Irene Chen, Crystal Yixin Luo, Vaishnavi Singh, Gabriel Soto, Tian Tong

Introduction

This project will showcase the impact of China’s role in the global arena, specifically in the Infrastructure development industry. We will explore several regions and countries that have benefited from this negotiations. This dataset is public and sources are several.

library(here)
library(sf)
library(leaflet)
library(tidyverse)
library(readxl)
library(shiny)
library(dplyr)
library(plotly)
library(DT)
library(tidyr)
library(ggiraph)
library(ggplot2)
library(patchwork)

1. Data Importing

1.1 Load and filter the original dataset

#getting specific columns
df_filtered <- df %>% select(
  "AidData Record ID", "Financier Country", "Recipient", 
  "Recipient Region", "Commitment Year", "Completion Year",
  "Title", "Description", "Status", "Intent", 
  "Flow Type Simplified", "Flow Class", "Sector Name",
  "Infrastructure", "Funding Agencies Type",
  "Implementing Agencies Type",
  "Adjusted Amount (Constant USD 2021)",
  "Location Narrative", "OECD ODA Income Group",
  "Geographic Level of Precision Available",
  "Geospatial Feature Available",
  "Interest Rate",  # Added
  "Grace Period"
)


#filtering to get 961 projects with geospatial features
df_filtered <- df_filtered %>% 
  filter(`Flow Class` != "Vague (Official Finance)",
         `Adjusted Amount (Constant USD 2021)` > 100000000.00,
         `Geographic Level of Precision Available` == "Precise",
         `Geospatial Feature Available` == "Yes")
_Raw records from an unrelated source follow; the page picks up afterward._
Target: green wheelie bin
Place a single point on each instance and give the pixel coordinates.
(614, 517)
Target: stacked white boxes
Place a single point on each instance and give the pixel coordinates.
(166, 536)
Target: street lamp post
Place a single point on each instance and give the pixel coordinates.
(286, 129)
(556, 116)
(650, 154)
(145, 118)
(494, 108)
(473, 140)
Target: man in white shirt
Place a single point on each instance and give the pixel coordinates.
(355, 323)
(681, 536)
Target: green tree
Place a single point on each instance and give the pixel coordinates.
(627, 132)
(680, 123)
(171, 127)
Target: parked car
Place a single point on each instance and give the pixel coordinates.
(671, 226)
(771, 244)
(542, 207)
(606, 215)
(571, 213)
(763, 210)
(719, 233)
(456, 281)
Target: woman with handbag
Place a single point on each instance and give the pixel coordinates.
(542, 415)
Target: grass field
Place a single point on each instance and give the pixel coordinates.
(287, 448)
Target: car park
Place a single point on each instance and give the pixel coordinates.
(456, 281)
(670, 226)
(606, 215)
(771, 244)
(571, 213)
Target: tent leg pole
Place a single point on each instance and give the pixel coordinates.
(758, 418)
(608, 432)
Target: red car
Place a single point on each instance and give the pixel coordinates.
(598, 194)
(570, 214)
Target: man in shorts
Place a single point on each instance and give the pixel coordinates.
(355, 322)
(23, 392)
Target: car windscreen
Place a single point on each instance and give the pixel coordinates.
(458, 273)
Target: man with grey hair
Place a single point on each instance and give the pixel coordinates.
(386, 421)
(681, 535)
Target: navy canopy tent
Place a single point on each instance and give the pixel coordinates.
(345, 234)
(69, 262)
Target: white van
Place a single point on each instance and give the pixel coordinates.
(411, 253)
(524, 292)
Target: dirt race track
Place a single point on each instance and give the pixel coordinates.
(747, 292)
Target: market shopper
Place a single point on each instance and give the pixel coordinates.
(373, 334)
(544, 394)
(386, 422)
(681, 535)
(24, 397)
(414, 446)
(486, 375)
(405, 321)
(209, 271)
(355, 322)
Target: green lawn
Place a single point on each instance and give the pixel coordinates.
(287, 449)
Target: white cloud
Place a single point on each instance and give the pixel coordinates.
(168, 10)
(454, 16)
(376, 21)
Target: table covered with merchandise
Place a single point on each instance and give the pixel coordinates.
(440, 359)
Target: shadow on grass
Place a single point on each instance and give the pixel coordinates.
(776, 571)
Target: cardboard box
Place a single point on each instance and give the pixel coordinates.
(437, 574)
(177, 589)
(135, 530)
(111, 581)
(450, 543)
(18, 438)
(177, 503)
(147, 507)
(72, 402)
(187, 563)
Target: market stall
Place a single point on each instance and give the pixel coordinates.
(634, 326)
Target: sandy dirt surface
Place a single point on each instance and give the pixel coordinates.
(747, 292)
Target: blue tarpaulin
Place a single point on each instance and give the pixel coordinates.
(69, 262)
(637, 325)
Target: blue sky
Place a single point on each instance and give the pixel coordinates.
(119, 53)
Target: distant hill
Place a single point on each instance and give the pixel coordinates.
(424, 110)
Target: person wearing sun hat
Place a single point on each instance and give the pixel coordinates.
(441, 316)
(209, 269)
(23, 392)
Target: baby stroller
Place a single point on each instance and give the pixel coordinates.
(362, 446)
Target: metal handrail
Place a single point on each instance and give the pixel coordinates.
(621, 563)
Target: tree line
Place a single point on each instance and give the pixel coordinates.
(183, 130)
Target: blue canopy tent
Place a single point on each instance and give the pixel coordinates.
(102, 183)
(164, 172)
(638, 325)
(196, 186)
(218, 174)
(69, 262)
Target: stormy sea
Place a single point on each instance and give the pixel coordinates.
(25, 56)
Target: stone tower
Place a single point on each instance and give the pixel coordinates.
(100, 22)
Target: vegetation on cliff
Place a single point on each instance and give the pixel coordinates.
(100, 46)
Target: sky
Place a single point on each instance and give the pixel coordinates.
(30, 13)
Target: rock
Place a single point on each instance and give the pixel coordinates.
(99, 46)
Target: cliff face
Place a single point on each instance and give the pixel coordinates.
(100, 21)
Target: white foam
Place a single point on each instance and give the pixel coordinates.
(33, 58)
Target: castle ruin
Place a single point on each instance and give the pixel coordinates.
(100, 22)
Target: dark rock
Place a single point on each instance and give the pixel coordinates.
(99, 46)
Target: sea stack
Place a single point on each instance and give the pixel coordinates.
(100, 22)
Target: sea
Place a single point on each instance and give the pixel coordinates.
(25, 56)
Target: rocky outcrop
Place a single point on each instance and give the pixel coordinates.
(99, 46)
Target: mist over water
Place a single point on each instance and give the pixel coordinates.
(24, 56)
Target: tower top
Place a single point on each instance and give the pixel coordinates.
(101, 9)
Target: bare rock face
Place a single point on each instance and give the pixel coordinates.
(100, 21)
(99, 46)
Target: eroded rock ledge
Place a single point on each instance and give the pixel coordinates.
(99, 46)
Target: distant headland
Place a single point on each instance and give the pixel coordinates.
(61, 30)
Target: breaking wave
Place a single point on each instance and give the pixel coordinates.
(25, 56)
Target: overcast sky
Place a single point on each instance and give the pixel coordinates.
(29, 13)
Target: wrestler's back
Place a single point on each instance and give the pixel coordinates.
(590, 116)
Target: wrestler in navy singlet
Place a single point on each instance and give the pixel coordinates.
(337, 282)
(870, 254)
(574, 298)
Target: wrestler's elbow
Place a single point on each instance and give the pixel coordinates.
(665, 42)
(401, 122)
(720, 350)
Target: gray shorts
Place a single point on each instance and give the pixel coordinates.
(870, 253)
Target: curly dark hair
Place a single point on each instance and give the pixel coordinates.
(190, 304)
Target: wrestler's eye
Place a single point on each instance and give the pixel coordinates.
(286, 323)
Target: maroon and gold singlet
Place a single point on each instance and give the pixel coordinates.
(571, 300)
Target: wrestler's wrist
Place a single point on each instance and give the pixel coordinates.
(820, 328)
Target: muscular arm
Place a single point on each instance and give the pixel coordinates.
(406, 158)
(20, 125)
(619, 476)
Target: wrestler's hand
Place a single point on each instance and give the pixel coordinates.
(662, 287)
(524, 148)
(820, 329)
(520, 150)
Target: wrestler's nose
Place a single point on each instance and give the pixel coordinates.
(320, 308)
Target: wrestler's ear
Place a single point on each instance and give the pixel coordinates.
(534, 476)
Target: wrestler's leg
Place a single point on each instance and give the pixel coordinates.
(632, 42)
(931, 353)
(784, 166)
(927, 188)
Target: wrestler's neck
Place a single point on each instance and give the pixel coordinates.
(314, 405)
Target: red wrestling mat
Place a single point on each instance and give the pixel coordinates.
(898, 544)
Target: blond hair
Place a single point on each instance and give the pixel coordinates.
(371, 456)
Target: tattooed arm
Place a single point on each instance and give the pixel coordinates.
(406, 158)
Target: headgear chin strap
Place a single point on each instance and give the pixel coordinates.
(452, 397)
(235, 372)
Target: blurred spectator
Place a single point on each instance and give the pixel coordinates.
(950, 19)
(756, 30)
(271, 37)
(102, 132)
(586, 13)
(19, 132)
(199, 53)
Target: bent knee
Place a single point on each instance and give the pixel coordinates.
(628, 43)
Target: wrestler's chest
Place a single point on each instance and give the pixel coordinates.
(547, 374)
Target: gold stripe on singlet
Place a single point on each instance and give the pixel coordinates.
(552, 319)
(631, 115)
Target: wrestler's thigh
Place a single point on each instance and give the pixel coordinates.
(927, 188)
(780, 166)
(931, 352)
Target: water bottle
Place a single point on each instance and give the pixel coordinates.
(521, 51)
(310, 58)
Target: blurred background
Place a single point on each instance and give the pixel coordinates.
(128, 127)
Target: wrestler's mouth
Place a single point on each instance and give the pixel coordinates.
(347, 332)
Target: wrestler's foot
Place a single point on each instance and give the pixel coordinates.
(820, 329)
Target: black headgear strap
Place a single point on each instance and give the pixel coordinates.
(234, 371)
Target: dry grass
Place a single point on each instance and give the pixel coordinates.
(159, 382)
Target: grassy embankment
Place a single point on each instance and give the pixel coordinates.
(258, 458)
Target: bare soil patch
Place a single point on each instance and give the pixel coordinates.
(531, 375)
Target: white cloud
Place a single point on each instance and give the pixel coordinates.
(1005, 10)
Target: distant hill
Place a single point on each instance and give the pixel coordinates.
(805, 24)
1.2 Load and process the GeoJSON files

loads individual GeoJSON files into a list

# Absolute path to directory
geojson_dir <- "./data-spatial"

# Get file paths
geojson_files <- list.files(path = geojson_dir, pattern = "\\.(geojson|GeoJSON|json)$", full.names = TRUE)

geojson_files <- list.files(path = geojson_dir, pattern = "\\.geojson$", full.names = TRUE)

# Read files into list
geojson_list <- lapply(geojson_files, st_read, quiet = TRUE)
names(geojson_list) <- basename(geojson_files)

matches GeoJSON features with AidData records and adds properties

# Iterate and add properties
geojson_list <- lapply(geojson_list, function(geojson) {
  # Get the GeoJSON's unique identifier (assumes it's in a column `id`)
  geo_id <- geojson$id[1]  # Replace with the actual name of your `id` field

  # Match the row in `df`
  matched_row <- df_filtered %>% filter(`AidData Record ID` == geo_id)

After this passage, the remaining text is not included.